John Mather, scientifique du projet

— La main ferme aux commandes

John Mather est un homme patient. Son prix Nobel de physique 2006 a duré trente ans. Ce prix, pour preuve inébranlable du Big Bang, était basé sur une machine de la taille d’un bus appelée COBE – encore une autre mission de la NASA qui a failli ne pas avoir lieu. Un drame de conception ? Été là. Faire face à des retards imprévus ? C’est fait. Pour la NASA, choisir Mather comme scientifique du projet JWST était une pure prescience.

Comme Webb, COBE – le Cosmic Background Explorer – devait être une machine à remonter le temps pour révéler un instantané de l’univers primitif. L’ère cible était 370 000 ans seulement après le Big Bang, lorsque l’univers n’était encore qu’un brouillard de particules élémentaires sans structure discernable. C’est ce qu’on appelle l’époque de la recombinaison, lorsque l’univers chaud s’est refroidi à un point tel que les protons se lient aux électrons pour former les tout premiers atomes, principalement de l’hydrogène avec une pincée d’hélium et de lithium. Au fur et à mesure que les atomes se formaient, le brouillard se dissipa et l’univers devint clair. La lumière a percé. Cette ancienne lumière, issue du Big Bang lui-même, est parmi nous aujourd’hui sous la forme d’un rayonnement micro-onde résiduel appelé fond micro-onde cosmique.

Grand mais jamais imposant, exigeant mais jamais méchant, Mather est une étude de contrastes. Son enfance s’est déroulée à seulement 1,6 km du sentier des Appalaches, dans le comté rural de Sussex, dans le New Jersey, où ses amis étaient absorbés par des questions terrestres telles que les tâches agricoles.

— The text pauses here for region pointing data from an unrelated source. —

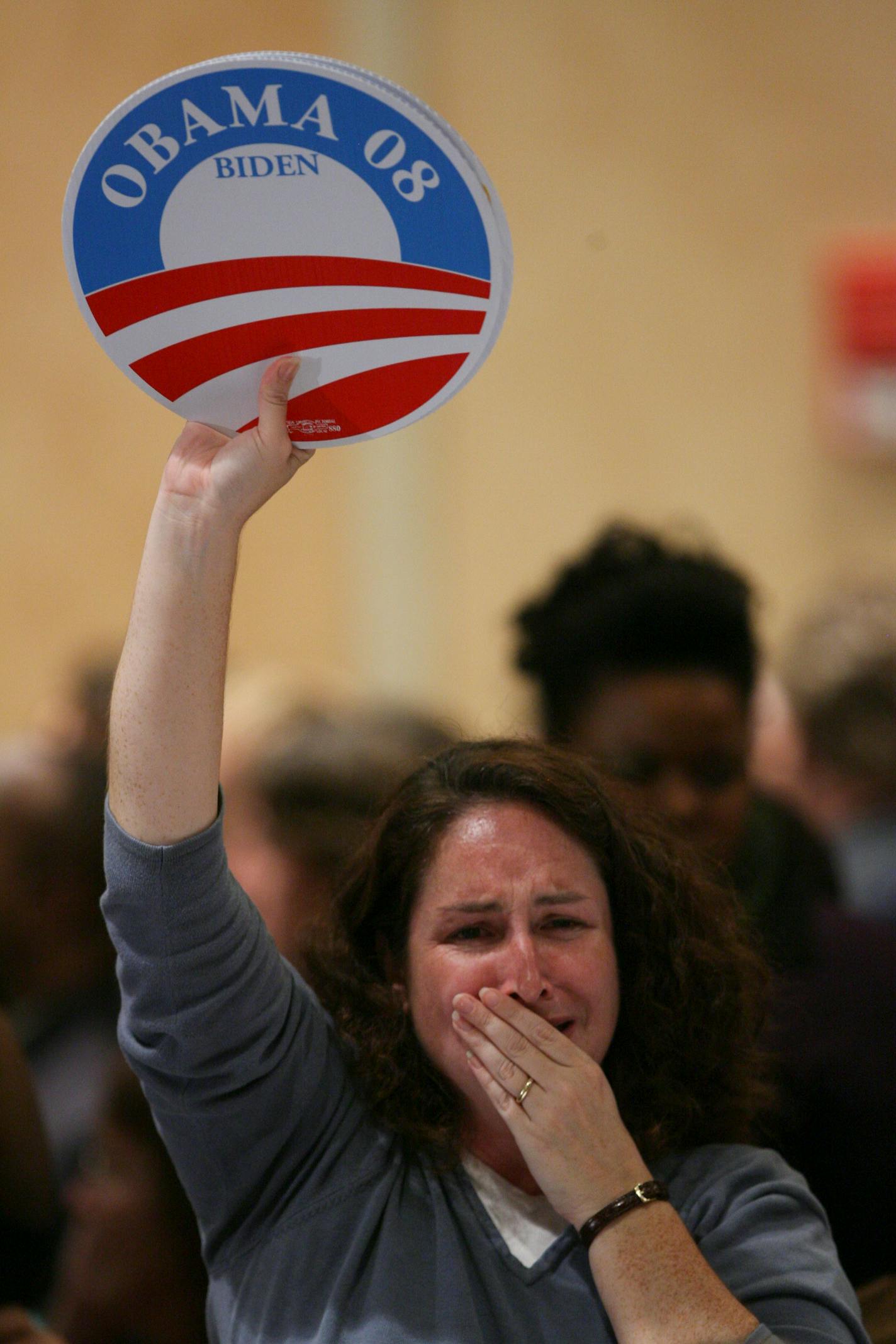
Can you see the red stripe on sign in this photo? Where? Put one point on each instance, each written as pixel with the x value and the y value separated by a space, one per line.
pixel 364 402
pixel 181 367
pixel 135 300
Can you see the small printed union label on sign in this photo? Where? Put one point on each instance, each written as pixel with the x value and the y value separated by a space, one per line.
pixel 273 203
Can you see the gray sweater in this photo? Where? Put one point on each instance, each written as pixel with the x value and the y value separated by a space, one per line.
pixel 316 1224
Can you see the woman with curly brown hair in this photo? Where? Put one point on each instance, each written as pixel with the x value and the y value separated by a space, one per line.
pixel 520 1117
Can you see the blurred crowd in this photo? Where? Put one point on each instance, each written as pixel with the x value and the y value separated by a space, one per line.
pixel 644 655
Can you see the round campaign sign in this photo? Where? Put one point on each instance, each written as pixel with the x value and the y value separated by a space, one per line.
pixel 273 203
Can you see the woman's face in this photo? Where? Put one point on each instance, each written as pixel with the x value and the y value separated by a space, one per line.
pixel 511 901
pixel 678 744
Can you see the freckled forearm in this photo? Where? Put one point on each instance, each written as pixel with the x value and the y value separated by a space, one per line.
pixel 659 1289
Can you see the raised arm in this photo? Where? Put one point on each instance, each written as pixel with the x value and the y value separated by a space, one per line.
pixel 167 706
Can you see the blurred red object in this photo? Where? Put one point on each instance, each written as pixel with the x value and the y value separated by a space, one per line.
pixel 859 379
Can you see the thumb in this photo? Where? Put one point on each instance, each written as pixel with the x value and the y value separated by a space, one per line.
pixel 273 398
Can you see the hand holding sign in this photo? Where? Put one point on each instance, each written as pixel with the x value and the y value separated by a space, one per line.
pixel 265 203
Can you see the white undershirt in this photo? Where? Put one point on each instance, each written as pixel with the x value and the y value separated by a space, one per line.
pixel 527 1222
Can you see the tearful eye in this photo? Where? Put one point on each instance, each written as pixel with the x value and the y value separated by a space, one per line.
pixel 468 933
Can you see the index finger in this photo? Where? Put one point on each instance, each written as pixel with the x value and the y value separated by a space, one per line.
pixel 273 398
pixel 536 1030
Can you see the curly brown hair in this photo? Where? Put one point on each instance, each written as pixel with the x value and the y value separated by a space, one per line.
pixel 684 1062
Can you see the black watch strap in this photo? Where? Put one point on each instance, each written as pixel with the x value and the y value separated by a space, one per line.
pixel 644 1194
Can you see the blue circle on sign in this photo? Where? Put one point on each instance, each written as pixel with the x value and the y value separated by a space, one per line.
pixel 267 203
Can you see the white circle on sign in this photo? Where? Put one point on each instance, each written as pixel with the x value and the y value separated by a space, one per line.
pixel 274 201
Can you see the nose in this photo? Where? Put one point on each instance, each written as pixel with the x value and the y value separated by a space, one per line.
pixel 680 800
pixel 520 972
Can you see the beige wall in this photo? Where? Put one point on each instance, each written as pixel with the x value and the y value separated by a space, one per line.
pixel 671 172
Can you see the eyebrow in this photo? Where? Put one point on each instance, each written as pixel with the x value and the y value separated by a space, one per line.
pixel 484 907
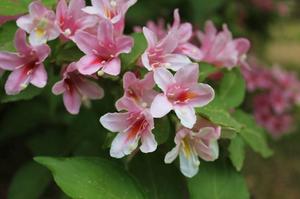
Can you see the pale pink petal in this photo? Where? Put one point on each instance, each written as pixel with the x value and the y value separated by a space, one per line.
pixel 88 65
pixel 39 76
pixel 189 74
pixel 115 122
pixel 163 78
pixel 160 106
pixel 112 67
pixel 187 115
pixel 72 101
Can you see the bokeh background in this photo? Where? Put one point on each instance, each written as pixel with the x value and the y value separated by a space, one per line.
pixel 274 30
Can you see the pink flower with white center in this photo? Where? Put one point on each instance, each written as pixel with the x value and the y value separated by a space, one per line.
pixel 140 91
pixel 221 49
pixel 190 145
pixel 102 50
pixel 182 93
pixel 39 23
pixel 185 33
pixel 70 18
pixel 26 65
pixel 76 88
pixel 133 125
pixel 112 10
pixel 160 53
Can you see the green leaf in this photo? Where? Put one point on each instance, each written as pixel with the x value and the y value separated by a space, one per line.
pixel 140 45
pixel 215 181
pixel 91 178
pixel 232 89
pixel 160 181
pixel 29 182
pixel 237 152
pixel 15 7
pixel 218 115
pixel 26 94
pixel 252 134
pixel 206 70
pixel 162 130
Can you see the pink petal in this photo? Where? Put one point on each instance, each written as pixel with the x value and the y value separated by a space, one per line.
pixel 112 67
pixel 160 106
pixel 115 122
pixel 163 78
pixel 187 115
pixel 39 76
pixel 72 101
pixel 89 64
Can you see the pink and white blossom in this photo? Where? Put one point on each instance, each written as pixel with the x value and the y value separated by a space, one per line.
pixel 139 90
pixel 134 125
pixel 26 65
pixel 192 144
pixel 76 88
pixel 70 18
pixel 112 10
pixel 39 24
pixel 220 49
pixel 181 93
pixel 102 50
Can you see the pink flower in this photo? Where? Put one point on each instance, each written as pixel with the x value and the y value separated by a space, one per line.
pixel 112 10
pixel 102 50
pixel 39 23
pixel 220 49
pixel 26 65
pixel 181 93
pixel 133 125
pixel 160 53
pixel 76 88
pixel 184 35
pixel 71 18
pixel 191 144
pixel 140 91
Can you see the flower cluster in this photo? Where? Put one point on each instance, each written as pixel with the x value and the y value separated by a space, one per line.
pixel 170 82
pixel 276 93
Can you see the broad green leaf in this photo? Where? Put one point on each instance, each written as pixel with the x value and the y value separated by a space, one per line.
pixel 253 135
pixel 91 178
pixel 206 70
pixel 159 180
pixel 26 94
pixel 29 182
pixel 140 45
pixel 218 115
pixel 217 181
pixel 237 152
pixel 16 7
pixel 161 130
pixel 232 89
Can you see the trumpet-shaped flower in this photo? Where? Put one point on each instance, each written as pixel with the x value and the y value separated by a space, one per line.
pixel 102 50
pixel 140 91
pixel 76 88
pixel 160 52
pixel 70 18
pixel 26 65
pixel 133 125
pixel 192 144
pixel 181 93
pixel 221 49
pixel 39 23
pixel 112 10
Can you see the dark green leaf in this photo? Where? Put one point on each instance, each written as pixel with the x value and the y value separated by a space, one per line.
pixel 237 152
pixel 252 134
pixel 29 182
pixel 217 182
pixel 91 178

Pourtant Mather, dont le père était spécialiste de l’élevage et des statistiques, était plus intrigué par les sciences et les mathématiques. À l’âge de six ans, il a compris le concept de l’infini lorsqu’il a rempli une page de son cahier avec un très grand nombre et s’est rendu compte qu’il pouvait continuer indéfiniment. Il s’est chargé de livres provenant d’une bibliothèque mobile qui visitait les fermes toutes les deux semaines. Son père travaillait pour la station expérimentale agricole de l’Université Rutgers et possédait un laboratoire sur la ferme avec un équipement radio-isotopique pour étudier le métabolisme et des réservoirs d’azote liquide avec du sperme de taureau congelé. Son père a également été l’un des premiers utilisateurs d’ordinateurs dans la région, vers 1960, tenant des records de production laitière de 10 000 vaches sur des cartes IBM perforées. Sa mère, enseignante dans une école primaire, était également très instruite et a suscité l’intérêt du jeune John pour les sciences.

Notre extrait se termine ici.